Showing 3 changed files with 34 additions and 6 deletions.
diff --git a/aten/src/ATen/native/cuda/GridSampler.cu b/aten/src/ATen/native/cuda/GridSampler.cu
@@ -760,7 +760,9 @@ void launch_grid_sampler_2d_forward_kernel(
   auto W = grid.size(2);
   int64_t count = N * H * W;
   if (count > 0) {
-    AT_DISPATCH_FLOATING_TYPES_AND_HALF(input.scalar_type(), "grid_sampler_2d_cuda", [&] {
+    AT_DISPATCH_FLOATING_TYPES_AND2(
+      ScalarType::Half, ScalarType::BFloat16,
+      input.scalar_type(), "grid_sampler_2d_cuda", [&] {
       if (canUse32BitIndexMath(input) && canUse32BitIndexMath(grid) &&
           canUse32BitIndexMath(output)) {
         grid_sampler_2d_kernel<scalar_t>
@@ -803,7 +805,9 @@ void launch_grid_sampler_3d_forward_kernel(
   auto W = grid.size(3);
   int64_t count = N * D * H * W;
   if (count > 0) {
-    AT_DISPATCH_FLOATING_TYPES_AND_HALF(input.scalar_type(), "grid_sampler_3d_cuda", [&] {
+    AT_DISPATCH_FLOATING_TYPES_AND2(
+      ScalarType::Half, ScalarType::BFloat16,
+      input.scalar_type(), "grid_sampler_3d_cuda", [&] {
       if (canUse32BitIndexMath(input) && canUse32BitIndexMath(grid) &&
           canUse32BitIndexMath(output)) {
         grid_sampler_3d_kernel<scalar_t>
@@ -856,7 +860,9 @@ void launch_grid_sampler_2d_backward_kernel(
 
   int64_t count = N * H * W;
   if (count > 0) {
-    AT_DISPATCH_FLOATING_TYPES_AND_HALF(input.scalar_type(), "grid_sampler_2d_backward_cuda", [&] {
+    AT_DISPATCH_FLOATING_TYPES_AND2(
+      ScalarType::Half, ScalarType::BFloat16,
+      input.scalar_type(), "grid_sampler_2d_backward_cuda", [&] {
       if (canUse32BitIndexMath(input) && canUse32BitIndexMath(grid) &&
           canUse32BitIndexMath(grad_output)) {
         grid_sampler_2d_backward_kernel<scalar_t>
@@ -913,7 +919,9 @@ void launch_grid_sampler_3d_backward_kernel(
   int64_t count = N * D * H * W;
   auto input_requires_grad = output_mask[0];
   if (count > 0) {
-    AT_DISPATCH_FLOATING_TYPES_AND_HALF(input.scalar_type(), "grid_sampler_3d_backward_cuda", [&] {
+    AT_DISPATCH_FLOATING_TYPES_AND2(
+      ScalarType::Half, ScalarType::BFloat16,
+      input.scalar_type(), "grid_sampler_3d_backward_cuda", [&] {
       if (canUse32BitIndexMath(input) && canUse32BitIndexMath(grid) &&
           canUse32BitIndexMath(grad_output)) {
         grid_sampler_3d_backward_kernel<scalar_t>

diff --git a/test/test_nn.py b/test/test_nn.py
@@ -10506,6 +10506,26 @@ def helper(shape_in, shape_out, align_corners):
         helper((32, 64, 16, 16), (32, 8, 8, 2), False)

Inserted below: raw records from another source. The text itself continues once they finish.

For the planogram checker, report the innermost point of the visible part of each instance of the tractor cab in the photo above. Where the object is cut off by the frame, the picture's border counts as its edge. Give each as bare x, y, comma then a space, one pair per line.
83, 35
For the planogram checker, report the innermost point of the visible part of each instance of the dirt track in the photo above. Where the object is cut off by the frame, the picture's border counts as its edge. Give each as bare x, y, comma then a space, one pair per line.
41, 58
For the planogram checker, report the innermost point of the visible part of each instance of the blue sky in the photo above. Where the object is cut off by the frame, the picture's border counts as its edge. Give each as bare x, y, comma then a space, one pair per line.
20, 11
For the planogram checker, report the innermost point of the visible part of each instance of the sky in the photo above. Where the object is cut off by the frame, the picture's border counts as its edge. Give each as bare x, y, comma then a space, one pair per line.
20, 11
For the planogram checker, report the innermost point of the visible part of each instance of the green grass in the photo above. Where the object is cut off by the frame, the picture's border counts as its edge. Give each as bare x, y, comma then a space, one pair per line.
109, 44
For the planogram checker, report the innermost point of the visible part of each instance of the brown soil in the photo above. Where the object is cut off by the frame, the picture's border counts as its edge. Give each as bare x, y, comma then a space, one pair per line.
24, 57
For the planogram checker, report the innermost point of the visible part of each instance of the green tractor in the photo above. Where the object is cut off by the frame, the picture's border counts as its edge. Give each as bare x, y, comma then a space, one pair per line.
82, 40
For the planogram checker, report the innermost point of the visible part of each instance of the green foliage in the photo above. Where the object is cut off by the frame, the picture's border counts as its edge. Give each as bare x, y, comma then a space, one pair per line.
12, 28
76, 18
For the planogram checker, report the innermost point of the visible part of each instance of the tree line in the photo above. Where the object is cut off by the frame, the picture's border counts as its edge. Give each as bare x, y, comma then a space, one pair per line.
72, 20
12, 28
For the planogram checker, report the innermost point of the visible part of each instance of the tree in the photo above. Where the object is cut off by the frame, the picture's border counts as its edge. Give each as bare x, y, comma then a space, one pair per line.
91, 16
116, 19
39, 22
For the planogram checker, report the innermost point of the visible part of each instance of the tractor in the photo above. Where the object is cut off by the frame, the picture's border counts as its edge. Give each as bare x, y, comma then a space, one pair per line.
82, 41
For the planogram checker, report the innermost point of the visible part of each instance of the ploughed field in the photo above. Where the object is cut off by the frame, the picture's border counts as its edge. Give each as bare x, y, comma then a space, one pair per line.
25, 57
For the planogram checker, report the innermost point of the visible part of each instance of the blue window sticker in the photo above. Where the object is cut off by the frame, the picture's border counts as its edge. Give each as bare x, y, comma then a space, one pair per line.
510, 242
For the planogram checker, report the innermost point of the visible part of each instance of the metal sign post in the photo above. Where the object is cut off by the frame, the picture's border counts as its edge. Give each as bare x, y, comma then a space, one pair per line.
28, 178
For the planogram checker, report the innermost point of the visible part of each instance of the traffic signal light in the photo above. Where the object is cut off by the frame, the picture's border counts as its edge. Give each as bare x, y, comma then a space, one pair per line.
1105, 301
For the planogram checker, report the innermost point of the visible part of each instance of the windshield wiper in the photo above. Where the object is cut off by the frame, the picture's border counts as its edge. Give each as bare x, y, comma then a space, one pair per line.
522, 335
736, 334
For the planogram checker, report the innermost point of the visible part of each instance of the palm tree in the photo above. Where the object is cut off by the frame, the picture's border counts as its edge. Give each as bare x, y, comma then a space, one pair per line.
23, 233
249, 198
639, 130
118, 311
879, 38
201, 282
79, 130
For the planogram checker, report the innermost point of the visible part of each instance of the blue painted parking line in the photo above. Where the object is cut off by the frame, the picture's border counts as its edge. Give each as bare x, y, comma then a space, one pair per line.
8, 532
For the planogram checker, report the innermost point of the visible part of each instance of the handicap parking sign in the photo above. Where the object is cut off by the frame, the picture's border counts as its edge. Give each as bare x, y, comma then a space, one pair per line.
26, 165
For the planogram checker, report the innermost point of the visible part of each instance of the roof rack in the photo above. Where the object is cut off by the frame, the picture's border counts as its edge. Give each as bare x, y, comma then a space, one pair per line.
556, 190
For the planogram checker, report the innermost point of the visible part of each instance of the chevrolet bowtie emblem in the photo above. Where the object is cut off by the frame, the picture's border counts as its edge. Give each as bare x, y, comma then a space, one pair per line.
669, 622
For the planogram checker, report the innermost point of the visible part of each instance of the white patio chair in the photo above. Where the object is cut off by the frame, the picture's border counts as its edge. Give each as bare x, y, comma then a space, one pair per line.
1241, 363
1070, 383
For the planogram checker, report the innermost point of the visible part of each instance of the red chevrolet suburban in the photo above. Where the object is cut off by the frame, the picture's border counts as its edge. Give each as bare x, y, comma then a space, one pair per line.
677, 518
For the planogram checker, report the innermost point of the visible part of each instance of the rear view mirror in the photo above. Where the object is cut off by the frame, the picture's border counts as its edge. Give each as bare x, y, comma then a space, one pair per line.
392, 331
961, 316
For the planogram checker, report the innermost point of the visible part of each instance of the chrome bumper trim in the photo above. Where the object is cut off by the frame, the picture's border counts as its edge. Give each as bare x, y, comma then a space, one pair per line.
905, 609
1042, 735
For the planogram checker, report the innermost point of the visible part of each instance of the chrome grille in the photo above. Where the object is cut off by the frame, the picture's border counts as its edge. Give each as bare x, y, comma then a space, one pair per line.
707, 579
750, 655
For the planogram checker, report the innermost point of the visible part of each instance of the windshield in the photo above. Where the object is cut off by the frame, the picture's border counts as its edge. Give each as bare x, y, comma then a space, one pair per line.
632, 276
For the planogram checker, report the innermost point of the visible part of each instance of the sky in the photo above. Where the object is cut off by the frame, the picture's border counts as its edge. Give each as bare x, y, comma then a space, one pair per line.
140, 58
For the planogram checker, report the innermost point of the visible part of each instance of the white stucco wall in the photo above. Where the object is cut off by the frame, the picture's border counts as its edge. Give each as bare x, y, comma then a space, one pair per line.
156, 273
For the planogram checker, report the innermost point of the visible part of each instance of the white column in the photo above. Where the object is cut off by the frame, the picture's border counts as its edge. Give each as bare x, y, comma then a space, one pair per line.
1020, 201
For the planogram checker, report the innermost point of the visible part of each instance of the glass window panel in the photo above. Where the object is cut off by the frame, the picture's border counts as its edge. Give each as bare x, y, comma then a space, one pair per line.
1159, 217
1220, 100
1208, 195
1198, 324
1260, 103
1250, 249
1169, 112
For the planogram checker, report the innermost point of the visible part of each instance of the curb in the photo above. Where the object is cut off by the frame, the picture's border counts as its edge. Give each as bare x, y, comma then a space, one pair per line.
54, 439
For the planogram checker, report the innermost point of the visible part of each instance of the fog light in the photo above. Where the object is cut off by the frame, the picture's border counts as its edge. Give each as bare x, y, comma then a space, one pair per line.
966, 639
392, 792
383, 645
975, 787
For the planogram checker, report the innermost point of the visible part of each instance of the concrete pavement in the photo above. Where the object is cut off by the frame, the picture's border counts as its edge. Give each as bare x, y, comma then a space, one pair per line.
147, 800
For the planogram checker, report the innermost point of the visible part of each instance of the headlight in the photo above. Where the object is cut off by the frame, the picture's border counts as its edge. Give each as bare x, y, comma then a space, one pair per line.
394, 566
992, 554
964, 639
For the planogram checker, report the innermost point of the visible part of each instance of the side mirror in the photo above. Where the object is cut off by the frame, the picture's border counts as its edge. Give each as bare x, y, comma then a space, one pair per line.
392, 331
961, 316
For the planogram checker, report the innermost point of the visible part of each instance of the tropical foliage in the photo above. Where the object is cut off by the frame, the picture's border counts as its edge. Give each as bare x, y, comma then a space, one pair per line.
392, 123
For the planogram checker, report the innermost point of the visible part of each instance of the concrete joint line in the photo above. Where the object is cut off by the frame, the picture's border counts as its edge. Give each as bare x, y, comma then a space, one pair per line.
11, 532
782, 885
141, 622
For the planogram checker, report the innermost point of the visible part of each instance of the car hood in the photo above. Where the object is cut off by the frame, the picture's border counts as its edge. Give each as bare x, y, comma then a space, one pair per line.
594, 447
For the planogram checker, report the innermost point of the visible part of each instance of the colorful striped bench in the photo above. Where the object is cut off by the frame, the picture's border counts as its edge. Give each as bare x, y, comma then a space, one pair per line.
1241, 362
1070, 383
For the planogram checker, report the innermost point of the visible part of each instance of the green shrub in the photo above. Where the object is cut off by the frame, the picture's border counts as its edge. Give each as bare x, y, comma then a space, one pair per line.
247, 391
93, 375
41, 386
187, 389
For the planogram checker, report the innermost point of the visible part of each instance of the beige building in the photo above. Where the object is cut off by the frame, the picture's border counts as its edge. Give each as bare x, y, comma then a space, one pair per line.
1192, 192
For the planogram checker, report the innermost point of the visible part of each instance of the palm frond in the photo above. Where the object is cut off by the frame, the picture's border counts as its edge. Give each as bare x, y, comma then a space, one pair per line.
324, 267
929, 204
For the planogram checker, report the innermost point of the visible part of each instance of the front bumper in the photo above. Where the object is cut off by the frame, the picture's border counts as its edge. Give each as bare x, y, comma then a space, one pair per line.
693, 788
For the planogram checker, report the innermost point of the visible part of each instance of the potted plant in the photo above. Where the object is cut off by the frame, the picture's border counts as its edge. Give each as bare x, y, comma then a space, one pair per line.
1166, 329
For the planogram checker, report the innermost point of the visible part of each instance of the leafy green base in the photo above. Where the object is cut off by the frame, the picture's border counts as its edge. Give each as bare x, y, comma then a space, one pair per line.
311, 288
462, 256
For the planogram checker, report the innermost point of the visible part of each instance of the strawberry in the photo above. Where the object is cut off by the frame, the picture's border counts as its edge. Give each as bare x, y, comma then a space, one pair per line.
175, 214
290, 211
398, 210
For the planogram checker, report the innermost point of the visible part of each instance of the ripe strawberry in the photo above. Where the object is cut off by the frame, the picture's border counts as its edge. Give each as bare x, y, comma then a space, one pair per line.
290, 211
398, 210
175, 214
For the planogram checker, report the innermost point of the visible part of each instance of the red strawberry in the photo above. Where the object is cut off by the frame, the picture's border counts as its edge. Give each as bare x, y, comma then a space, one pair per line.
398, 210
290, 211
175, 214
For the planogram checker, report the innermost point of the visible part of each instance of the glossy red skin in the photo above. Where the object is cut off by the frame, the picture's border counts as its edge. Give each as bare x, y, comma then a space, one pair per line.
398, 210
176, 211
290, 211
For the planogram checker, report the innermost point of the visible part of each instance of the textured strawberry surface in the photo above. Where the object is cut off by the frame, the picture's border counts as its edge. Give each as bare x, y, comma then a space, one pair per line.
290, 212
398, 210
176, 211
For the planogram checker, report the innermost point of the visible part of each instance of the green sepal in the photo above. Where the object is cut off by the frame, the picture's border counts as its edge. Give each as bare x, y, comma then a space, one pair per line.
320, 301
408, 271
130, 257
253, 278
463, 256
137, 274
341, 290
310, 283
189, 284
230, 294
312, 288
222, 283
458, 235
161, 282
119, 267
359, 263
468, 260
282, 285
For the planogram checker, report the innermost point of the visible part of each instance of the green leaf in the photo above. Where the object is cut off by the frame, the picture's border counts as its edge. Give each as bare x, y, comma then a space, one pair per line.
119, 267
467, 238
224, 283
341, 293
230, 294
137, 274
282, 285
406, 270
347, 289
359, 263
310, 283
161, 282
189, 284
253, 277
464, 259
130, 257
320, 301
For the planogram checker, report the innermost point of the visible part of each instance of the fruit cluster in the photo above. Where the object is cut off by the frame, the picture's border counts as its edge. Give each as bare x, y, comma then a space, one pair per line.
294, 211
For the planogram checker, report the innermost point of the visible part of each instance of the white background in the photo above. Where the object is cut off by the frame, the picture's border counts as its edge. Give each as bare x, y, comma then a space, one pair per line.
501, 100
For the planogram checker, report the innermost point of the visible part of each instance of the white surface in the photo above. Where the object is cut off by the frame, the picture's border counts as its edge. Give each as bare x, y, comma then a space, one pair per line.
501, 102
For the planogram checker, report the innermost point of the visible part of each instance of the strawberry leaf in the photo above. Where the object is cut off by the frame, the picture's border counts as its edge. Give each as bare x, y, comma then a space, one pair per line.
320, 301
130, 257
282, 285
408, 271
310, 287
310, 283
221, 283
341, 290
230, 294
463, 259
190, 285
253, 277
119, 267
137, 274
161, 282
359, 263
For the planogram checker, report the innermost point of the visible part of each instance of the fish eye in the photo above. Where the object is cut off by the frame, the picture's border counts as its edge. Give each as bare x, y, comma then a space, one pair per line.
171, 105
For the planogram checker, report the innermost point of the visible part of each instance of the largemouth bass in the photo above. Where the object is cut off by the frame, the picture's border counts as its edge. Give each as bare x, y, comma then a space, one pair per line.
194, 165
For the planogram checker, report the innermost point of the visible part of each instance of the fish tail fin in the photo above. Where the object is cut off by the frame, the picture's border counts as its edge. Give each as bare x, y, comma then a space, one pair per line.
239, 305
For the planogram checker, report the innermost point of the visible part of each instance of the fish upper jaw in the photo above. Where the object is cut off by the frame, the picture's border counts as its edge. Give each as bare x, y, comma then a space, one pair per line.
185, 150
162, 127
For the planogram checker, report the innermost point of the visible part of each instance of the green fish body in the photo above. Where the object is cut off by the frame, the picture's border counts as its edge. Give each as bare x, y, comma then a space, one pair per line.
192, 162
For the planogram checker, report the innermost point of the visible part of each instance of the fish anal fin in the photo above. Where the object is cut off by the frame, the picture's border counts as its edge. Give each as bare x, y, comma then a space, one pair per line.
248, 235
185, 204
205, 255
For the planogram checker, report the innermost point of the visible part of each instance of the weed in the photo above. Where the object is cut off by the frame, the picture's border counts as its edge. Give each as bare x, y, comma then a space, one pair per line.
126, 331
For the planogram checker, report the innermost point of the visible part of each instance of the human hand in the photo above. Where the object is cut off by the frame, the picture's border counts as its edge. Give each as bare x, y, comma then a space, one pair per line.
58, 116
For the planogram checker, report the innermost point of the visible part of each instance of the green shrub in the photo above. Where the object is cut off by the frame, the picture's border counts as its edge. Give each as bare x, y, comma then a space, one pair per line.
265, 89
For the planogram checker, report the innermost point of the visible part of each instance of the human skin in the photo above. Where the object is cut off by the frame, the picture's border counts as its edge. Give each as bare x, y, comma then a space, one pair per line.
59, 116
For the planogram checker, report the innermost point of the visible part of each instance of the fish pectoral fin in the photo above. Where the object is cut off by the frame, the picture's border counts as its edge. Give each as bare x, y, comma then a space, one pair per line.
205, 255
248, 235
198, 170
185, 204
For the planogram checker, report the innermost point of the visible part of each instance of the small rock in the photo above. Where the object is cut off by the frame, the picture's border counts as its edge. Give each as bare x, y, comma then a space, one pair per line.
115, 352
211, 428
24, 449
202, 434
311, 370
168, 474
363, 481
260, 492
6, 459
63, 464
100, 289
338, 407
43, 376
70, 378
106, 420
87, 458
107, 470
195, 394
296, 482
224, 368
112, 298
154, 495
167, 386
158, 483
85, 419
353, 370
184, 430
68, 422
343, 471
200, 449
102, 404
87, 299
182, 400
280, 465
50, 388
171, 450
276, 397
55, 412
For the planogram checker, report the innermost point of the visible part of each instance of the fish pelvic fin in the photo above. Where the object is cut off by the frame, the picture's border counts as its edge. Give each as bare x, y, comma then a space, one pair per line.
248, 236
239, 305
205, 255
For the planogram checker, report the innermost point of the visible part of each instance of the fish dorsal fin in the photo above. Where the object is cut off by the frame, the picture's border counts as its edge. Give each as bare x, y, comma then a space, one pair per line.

         helper((32, 64, 16, 16, 16), (32, 8, 8, 8, 3), False)
 
+    @onlyCUDA
+    def test_grid_sample_bfloat16_precision(self):
+        def helper(shape_in, shape_out, align_corners):
+            for mode in ('bilinear', 'nearest', 'bicubic'):
+                if len(shape_in) != 4 and mode == 'bicubic':
+                    continue
+                data = torch.randn(shape_in, device='cuda', dtype=torch.bfloat16)
+                grid = torch.rand(shape_out, device='cuda', dtype=torch.bfloat16) * 2.0 - 1.0
+
+                out_half = F.grid_sample(data, grid, mode=mode, padding_mode='zeros', align_corners=align_corners)
+                out_double = F.grid_sample(data.double(), grid.double(), mode=mode, padding_mode='zeros',
+                                           align_corners=align_corners)
+
+                self.assertEqual(out_half, out_double.bfloat16(), msg=f"grid_sample with mode = {mode} doesn't match")
+
+        helper((32, 64, 16, 16), (32, 8, 8, 2), True)
+        helper((32, 64, 16, 16, 16), (32, 8, 8, 8, 3), True)
+        helper((32, 64, 16, 16), (32, 8, 8, 2), False)
+        helper((32, 64, 16, 16, 16), (32, 8, 8, 8, 3), False)
+
     def _test_gumbel_softmax_st_shapes(self, device, dtype, shape, dim, count_expected):
         logits = torch.randn(shape, dtype=torch.float, device=device)
         logits = logits.to(dtype)

diff --git a/torch/testing/_internal/common_methods_invocations.py b/torch/testing/_internal/common_methods_invocations.py
@@ -18050,7 +18050,7 @@ def reference_flatten(input, start_dim=0, end_dim=-1):
     OpInfo(
         "nn.functional.grid_sample",
         dtypes=floating_types(),
-        dtypesIfCUDA=floating_types_and(torch.float16),
+        dtypesIfCUDA=floating_types_and(torch.float16, torch.bfloat16),
         supports_out=False,
         sample_inputs_func=sample_inputs_grid_sample,
         reference_inputs_func=reference_inputs_grid_sample,
@@ -18060,7 +18060,7 @@ def reference_flatten(input, start_dim=0, end_dim=-1):
     OpInfo(
         "grid_sampler_2d",
         dtypes=floating_types(),
-        dtypesIfCUDA=floating_types_and(torch.float16),
+        dtypesIfCUDA=floating_types_and(torch.float16, torch.bfloat16),
         supports_out=False,
         sample_inputs_func=sample_inputs_grid_sampler_2d,
         supports_gradgrad=False,